“Yeah,” he said, voice flat. “But you know how it is around here. Folks got long memories.”
For a second, the image of the fire threatened to crowd everything else out, but I locked it away, deep as it would go.
“I’m not here to stir up trouble,” I said. “My mom’s sick.”
He bowed his head and set the bottle down on the dusty end table. “I heard. Awful sorry ‘bout it.”
“Thanks . . . Look, I know I’ve been away from home for too long. Needed to come back, take care of things, maybe even find a place to clear my head.”
Then something occurred to me. “How’d you find me?”
He laughed. “News gets around, Ford. Even if you pay cash and use some California lawyer to sign the deed with a company name. You should remember what small town life is like.”
Mason was right. I should have figured. Maybe I had been in California for too long.
“Chickadee’s a fixer-upper, but hell, I always thought it had good bones.”
“Didn’t plan on buying anything. It just felt right.”
I looked around at the cracked baseboards, the peeling paint, the ancient fireplace that probably hadn’t worked in years. The house obviously needed some TLC. But the ranch itself was beautiful land. Land I could work, build into something. Not as big as Red Downs, or Damon’s ranch, Wild Creek, but it would be mine. Would give me something tangible to do. It might seem crazy to some, but I was born here. I needed to come back.
Mason’s mouth curved into a smile—not a happy one, but one of those small, private jokes people tell themselves. “You always were one for surprises.” His gaze went cold for a moment, then softened. “I wanted to make sure you were okay. After what happened with Damon yesterday. He’s got a temper, but he doesn’t mean most of what he says.”
“He meant that punch,” I said, rubbing my jaw.
Mason barked a laugh. “Yeah, that part’s probably true. But he’ll get over it. We all will.” He looked around, taking it all in again, like he was memorizing every angle. “Never thought I’d see this place sold,” he said. “Chickadee Ranch was one of those properties nobody ever touched. Old man Beaudry let it rot for twenty years.” He paused, studying me with a kind of cautious curiosity. “You planning to stay a while?”
I shrugged. “Depends.”
“On what?”
“On whether people let me,” I said, meaning it more than I wanted to admit.
“Buying property sure seems like you made your mind up already.”
“I bought it cheap,” I said, half a joke.
Mason nodded, then ran a hand through his hair, leaving a pale streak across his temple. “I guess I don’t get why you’dwant it. I figured if you ever came back, it’d be to just pass through. Not settle in.”
I shrugged. “I needed a place to think.”
“About what?”
I hesitated, then decided honesty couldn’t make things much worse. “About why I left. Why I stayed gone so long. Whether there’s anything left for me here.” I looked him dead in the eye. “Whether it’s worth trying to fix things.”

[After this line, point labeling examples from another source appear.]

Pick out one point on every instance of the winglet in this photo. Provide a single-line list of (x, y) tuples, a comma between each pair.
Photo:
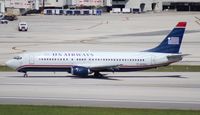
[(181, 25)]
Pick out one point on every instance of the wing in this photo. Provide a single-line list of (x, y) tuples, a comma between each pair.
[(102, 67), (176, 56)]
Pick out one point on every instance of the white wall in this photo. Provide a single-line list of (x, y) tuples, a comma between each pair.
[(53, 3)]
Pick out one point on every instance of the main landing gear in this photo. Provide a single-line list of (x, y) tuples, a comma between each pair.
[(25, 74), (98, 74)]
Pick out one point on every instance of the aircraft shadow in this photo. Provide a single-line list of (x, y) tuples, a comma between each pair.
[(104, 77), (73, 77), (149, 76)]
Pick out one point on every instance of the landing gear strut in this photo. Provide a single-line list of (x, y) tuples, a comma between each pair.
[(97, 74), (25, 74)]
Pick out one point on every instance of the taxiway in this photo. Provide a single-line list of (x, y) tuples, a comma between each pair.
[(163, 90)]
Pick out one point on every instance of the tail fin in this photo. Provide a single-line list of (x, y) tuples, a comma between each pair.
[(172, 43)]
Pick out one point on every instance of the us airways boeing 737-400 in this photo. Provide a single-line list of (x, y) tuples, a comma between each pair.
[(86, 63)]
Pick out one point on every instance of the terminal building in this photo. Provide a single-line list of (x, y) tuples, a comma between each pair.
[(158, 5), (141, 5)]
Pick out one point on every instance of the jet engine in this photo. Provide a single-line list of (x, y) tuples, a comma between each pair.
[(80, 71)]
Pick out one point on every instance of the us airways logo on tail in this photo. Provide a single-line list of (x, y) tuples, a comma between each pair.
[(173, 40)]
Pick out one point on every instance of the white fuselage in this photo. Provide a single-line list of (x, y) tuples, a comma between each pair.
[(61, 61)]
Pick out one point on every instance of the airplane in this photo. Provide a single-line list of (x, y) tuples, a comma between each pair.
[(83, 64)]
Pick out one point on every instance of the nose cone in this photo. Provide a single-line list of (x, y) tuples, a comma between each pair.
[(11, 64)]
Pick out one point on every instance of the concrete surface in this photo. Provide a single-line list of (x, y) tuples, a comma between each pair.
[(109, 32), (166, 90)]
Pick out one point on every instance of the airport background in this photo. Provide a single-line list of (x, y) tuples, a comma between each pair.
[(22, 6), (108, 32)]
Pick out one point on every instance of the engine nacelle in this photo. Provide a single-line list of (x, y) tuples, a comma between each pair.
[(80, 71)]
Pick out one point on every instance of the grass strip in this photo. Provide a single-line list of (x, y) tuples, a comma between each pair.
[(171, 68), (61, 110), (177, 68)]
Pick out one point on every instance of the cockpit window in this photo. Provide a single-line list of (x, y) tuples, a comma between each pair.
[(17, 58)]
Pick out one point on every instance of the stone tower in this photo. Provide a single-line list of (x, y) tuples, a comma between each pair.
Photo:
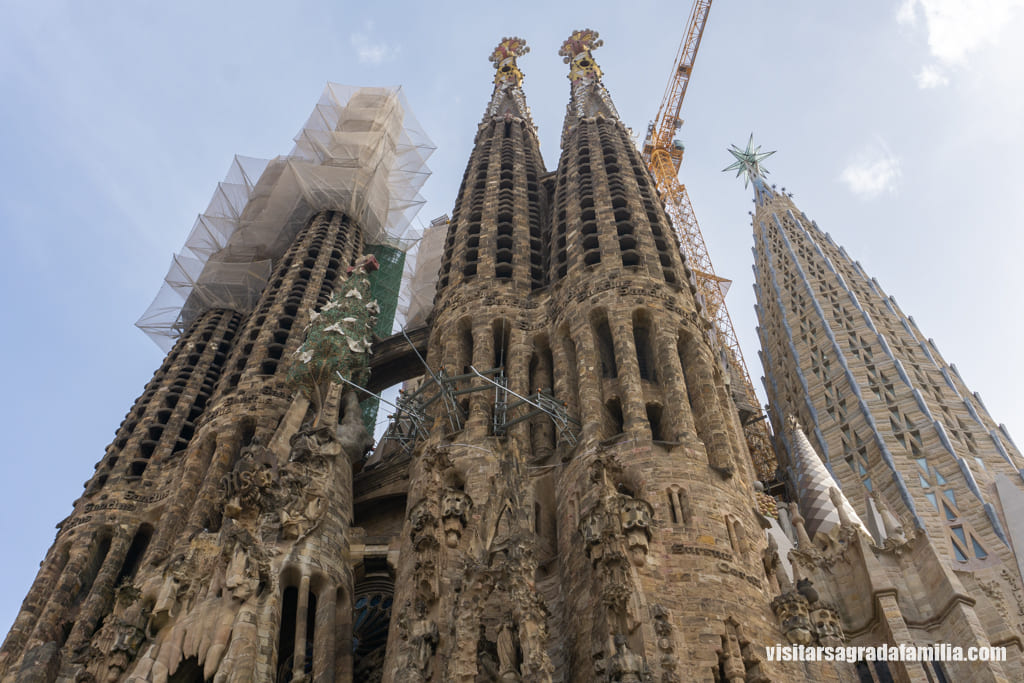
[(612, 535), (213, 542), (564, 493), (864, 402)]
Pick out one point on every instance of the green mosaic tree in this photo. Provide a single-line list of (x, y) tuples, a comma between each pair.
[(338, 337)]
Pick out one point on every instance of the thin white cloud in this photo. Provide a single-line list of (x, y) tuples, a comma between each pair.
[(370, 51), (931, 76), (873, 172), (955, 28)]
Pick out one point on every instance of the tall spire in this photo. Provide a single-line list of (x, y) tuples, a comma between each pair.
[(819, 494), (748, 164), (589, 96), (508, 98)]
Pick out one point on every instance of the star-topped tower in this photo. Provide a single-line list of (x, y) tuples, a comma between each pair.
[(748, 164), (589, 96), (508, 98)]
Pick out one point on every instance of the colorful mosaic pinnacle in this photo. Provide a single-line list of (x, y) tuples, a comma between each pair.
[(504, 59), (748, 162), (338, 337), (577, 51)]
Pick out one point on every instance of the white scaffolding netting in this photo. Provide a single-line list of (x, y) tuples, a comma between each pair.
[(418, 288), (360, 153)]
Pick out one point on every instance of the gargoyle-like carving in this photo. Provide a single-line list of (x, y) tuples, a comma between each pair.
[(248, 487), (826, 626), (636, 516), (455, 508), (422, 521), (422, 634), (792, 610), (627, 666), (592, 529)]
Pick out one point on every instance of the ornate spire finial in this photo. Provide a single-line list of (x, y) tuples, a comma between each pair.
[(504, 59), (577, 51), (508, 99), (590, 97), (748, 163)]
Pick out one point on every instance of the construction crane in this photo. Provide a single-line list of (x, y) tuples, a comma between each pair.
[(663, 153)]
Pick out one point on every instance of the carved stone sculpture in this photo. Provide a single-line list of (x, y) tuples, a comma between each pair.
[(455, 507), (636, 517), (826, 626), (791, 608), (627, 667), (422, 521)]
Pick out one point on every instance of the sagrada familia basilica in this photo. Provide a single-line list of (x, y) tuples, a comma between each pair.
[(564, 493)]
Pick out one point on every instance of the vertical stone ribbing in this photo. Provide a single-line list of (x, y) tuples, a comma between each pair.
[(300, 283)]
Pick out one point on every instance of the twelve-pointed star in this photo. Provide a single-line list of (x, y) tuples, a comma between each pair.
[(748, 161)]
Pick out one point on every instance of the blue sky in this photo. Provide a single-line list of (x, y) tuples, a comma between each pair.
[(897, 126)]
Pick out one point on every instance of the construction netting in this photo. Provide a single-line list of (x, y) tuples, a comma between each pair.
[(384, 286), (419, 286), (360, 153)]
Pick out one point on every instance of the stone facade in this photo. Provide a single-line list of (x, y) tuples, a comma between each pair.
[(571, 499), (914, 453)]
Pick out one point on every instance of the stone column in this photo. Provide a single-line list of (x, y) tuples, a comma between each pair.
[(301, 614), (483, 358), (591, 409), (564, 372), (677, 419), (542, 429), (324, 641), (195, 462), (228, 445), (100, 596), (710, 422), (40, 653), (630, 386), (517, 368)]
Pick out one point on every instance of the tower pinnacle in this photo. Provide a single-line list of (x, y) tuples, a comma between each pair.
[(508, 98), (589, 96), (748, 164)]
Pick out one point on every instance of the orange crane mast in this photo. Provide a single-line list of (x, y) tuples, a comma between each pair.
[(663, 154)]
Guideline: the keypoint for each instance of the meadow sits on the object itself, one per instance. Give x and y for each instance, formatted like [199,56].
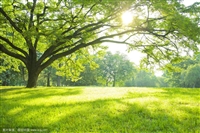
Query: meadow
[99,110]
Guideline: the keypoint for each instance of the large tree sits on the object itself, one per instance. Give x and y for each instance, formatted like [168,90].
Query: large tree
[59,28]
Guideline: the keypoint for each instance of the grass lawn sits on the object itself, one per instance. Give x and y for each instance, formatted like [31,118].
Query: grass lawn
[96,109]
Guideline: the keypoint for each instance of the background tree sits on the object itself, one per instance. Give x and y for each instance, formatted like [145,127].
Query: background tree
[57,29]
[183,73]
[192,76]
[114,69]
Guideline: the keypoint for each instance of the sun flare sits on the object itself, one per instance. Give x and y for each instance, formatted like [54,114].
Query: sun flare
[127,17]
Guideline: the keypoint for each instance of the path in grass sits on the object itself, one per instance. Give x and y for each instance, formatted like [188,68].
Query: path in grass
[95,109]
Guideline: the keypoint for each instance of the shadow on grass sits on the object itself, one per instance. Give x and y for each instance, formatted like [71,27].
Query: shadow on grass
[102,115]
[27,93]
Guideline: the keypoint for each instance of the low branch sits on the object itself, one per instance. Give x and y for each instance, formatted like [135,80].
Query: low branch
[13,24]
[17,56]
[13,46]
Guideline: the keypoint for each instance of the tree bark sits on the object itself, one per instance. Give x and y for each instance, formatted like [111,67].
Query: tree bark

He was quiet a long time. The only sound was the ticking of the wall clock and the crows outside, squabbling over a scrap of something dead.
“You hurt a lot of people when you left,” Mason said. His voice wasn’t angry, just worn down, like he’d rehearsed this speech for years and never quite got it right. “Gray, Damon, me, Walker. But especially my mom and dad. They always thought of you as one of their own.”
I nodded, because I knew it was true.
“Wasn’t easy for us, you know,” he said, and his eyes softened a notch. “Even after all this time.”
I stared at the floor, at a knot in the wood that looked like a bullet hole. “Wasn’t easy for me, either.”
He let that hang, then exhaled. “I came here today because I wanted to say thank you. For what you did for Chloe.”
I looked up, surprised. “Wasn’t anything, really.” And it wasn’t. I’d just been able to track some locations when Mason’s girlfriend had been taken and her life was at risk. What came easy to me ended up being what allowed them to save her. I was happy to help of course, but it didn’t feel like two minutes at my keyboard made me some kind of hero.